Not all the machine learning solutions need big data (wow, I said it) - it actually depends on the nature of the business problem and consequently on the kind of data you have to work on. The good news is that you can have a data architecture where the two kinds of databases coexist leveraging the best support for various kinds of workloads and storage types.
Current technological innovation allows us to leverage distributed (replicated) storage, which basically consists of distributing copies of the data on different servers, which enable us to improve flexibility, performance and scalability, solving problems in the event of system crashes. All this does not require much knowledge by Data Engineers since it is something that is mainly done transparently by the database itself, especially if we are using Cloud Services like Amazon Aurora, Google Spanner or Microsoft Cosmos DB .
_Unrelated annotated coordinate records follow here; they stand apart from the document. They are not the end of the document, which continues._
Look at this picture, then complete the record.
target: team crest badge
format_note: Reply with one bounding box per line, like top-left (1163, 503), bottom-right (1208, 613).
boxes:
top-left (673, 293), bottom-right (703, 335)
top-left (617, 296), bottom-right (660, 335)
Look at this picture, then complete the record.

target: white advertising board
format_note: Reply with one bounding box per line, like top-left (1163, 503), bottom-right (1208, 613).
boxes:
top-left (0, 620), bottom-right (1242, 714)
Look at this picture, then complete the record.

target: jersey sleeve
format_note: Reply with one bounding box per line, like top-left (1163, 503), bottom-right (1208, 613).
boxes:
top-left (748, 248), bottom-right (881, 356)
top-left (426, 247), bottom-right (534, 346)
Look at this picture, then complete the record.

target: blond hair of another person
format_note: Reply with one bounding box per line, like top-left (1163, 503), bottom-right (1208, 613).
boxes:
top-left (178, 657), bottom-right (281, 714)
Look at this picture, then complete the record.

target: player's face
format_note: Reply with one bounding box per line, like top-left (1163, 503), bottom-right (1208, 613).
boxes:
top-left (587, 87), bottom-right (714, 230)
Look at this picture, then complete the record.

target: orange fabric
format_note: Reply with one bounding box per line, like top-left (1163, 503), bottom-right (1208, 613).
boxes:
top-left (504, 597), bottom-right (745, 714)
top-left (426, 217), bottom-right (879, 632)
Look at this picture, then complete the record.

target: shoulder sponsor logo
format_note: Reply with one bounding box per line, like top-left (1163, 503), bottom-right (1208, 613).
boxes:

Choose the most appropriate architecture for your solution
Once we have the data, the Data Scientist can begin his/her analysis processes to reach the proposed objectives. To implement these processes, we can use the same programming languages and frameworks used to source data or even use comprehensive tools such as Knime, RapidMiner, DataRobot, SAS Visual Data Mining and Machine Learning, but let’s stick to our original purpose, let’s talk about data and processing architecture.
The way in which analytical processes are arranged and executed introduces concepts such as distributed systems and parallel systems, whose difference, in general terms, is that a parallel system can be defined as one that divides a process into tasks that are executed at the same time while the distributed system divides a process into tasks that are executed in different locations using different resources. It is interesting to know the way in which the processes are executed to enhance their possibilities with the scaling of resources.
Results of our analysis and execution of our algorithms can be integrated and stored back into the same systems we sourced input data, stored in our new repository (potentially a data lake) or even into a dedicated new analytical repository that allows a more agile and quick exploitation model.
It is recommended that Data Engineers build and maintain a data dictionary, with all the definition of the sources, loading processes, transformations, KPIs, ... and in general all the information that we need to collect, since then it can be very useful when drawing or leveraging this information for subsequent analysis.
Now, once Data Scientists have identified the best algorithm to address the business needs and obtained high quality results, it is time to ask ourselves questions regarding visibility, accessibility and reliability of the information we produced. As we stated above, sometimes it’s a matter of “where to store the data” but more and more it’s a matter of “how the users will access the data” and we could face a variety of scenarios.
It could be that the new knowledge inferred by applying Data Science techniques will be used to support the analysis process performed by specialized internal teams but it could also be that the information has to be consumed by third party applications, even transactional ones (think about an algorithm to suggest Next Best Offering in a sales process). In these cases, we will need to implement mechanisms and protocols to access information with communication interfaces like APIs or develop publication mechanisms by using technologies (Apache Beam to name one).
To wrap up, even in a Data Science Process step like Data Processing, that could look less complex than others at first sight, the quantity of technical crossroads, decisions to take, options to select and technologies involved it’s so huge that it’s very rare to find all required skills in a single person, so we get another confirmation that Data Science it’s definitely a team sport!